And then I lost it.
You shouldn’t have to write a eulogy for a six year old.
Alas, too much of our discussion of gun rights these days starts and ends from a primitive understanding of the relationship between the Constitution’s statements about our rights and the real-world applications of those rights.
Put simply, the Constitution is almost always direct and simple. Amendment 1, for example, says ”Congress shall make no law” limiting speech, or imposing religion, or interfering with your practice of religion, or limiting the press. What could be clearer? “No law” means “NO LAW,” right?

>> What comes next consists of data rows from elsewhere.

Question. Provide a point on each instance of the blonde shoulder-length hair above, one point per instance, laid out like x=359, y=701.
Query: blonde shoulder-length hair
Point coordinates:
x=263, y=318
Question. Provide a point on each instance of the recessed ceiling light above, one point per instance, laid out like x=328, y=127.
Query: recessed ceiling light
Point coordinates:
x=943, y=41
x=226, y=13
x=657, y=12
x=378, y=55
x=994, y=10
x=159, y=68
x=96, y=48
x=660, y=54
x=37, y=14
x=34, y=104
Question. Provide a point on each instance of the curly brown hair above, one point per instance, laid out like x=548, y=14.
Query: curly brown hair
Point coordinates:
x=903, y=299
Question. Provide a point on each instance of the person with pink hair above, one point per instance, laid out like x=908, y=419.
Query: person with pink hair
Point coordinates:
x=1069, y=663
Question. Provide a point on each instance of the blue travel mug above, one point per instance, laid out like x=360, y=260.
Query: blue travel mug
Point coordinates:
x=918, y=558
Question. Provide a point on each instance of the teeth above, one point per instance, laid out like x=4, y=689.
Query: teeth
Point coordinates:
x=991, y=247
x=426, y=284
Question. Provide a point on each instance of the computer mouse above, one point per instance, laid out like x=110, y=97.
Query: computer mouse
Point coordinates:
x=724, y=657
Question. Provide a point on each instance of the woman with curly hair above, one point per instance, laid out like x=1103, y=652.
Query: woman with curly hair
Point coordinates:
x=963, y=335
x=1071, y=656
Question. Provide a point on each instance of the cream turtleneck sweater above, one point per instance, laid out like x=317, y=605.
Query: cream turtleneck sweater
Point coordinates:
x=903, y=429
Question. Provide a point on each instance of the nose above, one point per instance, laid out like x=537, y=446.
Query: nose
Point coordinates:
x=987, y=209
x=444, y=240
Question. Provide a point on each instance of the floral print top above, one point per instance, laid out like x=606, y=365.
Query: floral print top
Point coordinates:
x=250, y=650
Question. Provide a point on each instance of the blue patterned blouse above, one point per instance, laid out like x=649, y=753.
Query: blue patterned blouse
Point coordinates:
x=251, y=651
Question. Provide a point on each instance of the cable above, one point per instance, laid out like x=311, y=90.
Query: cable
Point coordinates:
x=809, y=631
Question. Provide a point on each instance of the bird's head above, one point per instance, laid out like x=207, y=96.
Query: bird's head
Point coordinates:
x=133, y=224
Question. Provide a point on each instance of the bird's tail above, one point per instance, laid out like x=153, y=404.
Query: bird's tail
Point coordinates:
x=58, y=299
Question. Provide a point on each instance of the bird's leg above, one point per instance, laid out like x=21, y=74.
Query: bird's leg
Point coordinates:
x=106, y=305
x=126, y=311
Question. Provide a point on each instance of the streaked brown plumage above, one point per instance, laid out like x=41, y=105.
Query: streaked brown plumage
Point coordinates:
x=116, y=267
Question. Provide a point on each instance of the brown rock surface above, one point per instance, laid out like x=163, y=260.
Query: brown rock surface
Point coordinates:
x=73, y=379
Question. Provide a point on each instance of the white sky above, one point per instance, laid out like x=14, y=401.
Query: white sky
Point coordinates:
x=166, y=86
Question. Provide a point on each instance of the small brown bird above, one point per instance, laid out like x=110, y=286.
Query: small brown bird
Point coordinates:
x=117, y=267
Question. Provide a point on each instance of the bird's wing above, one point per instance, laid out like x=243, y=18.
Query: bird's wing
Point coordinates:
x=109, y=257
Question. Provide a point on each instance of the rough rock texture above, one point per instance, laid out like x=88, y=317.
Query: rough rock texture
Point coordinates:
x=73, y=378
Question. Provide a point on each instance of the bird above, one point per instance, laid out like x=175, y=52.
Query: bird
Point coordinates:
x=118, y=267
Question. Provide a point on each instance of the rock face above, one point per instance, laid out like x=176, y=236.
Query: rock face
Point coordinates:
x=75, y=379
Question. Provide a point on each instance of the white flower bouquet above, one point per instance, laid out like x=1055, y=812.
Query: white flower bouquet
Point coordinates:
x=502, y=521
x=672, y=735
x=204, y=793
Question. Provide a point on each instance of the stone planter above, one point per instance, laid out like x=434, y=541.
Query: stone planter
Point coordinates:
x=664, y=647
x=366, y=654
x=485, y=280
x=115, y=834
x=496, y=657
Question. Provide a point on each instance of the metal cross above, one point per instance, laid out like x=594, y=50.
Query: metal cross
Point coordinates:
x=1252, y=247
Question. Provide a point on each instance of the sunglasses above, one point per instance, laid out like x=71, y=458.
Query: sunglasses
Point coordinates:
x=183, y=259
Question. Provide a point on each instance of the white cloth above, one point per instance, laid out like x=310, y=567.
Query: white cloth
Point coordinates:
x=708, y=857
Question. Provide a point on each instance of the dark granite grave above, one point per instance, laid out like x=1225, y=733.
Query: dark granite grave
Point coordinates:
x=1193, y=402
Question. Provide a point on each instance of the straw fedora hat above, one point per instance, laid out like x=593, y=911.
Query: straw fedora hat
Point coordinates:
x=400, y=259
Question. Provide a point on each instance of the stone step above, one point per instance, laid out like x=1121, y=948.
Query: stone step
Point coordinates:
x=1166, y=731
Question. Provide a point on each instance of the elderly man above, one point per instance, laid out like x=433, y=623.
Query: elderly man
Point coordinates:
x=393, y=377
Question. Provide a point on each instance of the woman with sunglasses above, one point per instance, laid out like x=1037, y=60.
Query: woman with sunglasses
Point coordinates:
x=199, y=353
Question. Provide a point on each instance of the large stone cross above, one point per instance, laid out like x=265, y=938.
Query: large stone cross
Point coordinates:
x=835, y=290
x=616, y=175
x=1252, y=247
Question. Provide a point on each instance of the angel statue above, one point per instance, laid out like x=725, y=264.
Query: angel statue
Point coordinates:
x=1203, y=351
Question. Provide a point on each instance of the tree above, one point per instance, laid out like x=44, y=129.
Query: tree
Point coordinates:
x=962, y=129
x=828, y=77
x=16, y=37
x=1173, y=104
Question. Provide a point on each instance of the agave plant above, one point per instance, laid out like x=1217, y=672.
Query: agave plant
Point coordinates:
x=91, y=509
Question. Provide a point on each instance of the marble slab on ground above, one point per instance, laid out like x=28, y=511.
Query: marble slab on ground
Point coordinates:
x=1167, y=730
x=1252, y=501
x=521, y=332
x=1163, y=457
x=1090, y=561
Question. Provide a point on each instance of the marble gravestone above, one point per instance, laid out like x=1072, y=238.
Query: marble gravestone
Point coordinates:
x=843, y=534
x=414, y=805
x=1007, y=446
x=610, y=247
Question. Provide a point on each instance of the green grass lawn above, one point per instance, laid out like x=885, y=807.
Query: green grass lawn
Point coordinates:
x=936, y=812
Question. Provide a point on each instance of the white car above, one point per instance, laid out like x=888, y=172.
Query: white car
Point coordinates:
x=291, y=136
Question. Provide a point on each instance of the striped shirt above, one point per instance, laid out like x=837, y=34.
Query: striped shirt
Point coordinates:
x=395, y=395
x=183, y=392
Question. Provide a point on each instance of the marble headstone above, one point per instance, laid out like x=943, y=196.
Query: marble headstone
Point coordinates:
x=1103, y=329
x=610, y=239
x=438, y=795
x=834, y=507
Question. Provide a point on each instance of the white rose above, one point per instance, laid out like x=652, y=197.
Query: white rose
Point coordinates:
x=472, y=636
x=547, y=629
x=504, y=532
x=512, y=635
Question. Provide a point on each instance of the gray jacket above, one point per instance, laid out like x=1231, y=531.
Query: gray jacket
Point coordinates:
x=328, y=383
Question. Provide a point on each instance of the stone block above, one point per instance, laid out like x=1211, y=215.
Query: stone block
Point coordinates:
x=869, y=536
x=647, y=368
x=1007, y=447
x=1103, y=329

But practice is always murkier. Thus, while I have freedom of speech, we all know I can’t yell “fire” in a crowded theater (when no fire is present). Likewise, if I oppose scientific medicine on religious grounds, I have the religious freedom to refuse to go to the doctor. However, the law says I have to take my son to the doctor regardless of my beliefs. And of course I have the right to assemble peaceably to petition government for redress of grievances, but I can’t block traffic just because I want to. No right is absolute and inviolable regardless of circumstance or context.
But not, according to the gun nuts, the second amendment. The gun wackos quote the second amendment—which has a limiting amendatory preface that the first amendment lacks—as if it is gospel. No limitation of any kind can be accepted … because the Constitution says so! The Second Amendment, then, is special, different: the one that is not subject to any kind of real world analysis or compromise.
It’s analytically primitive twaddle, but it drives our discourse about guns in America. We are the worse for it.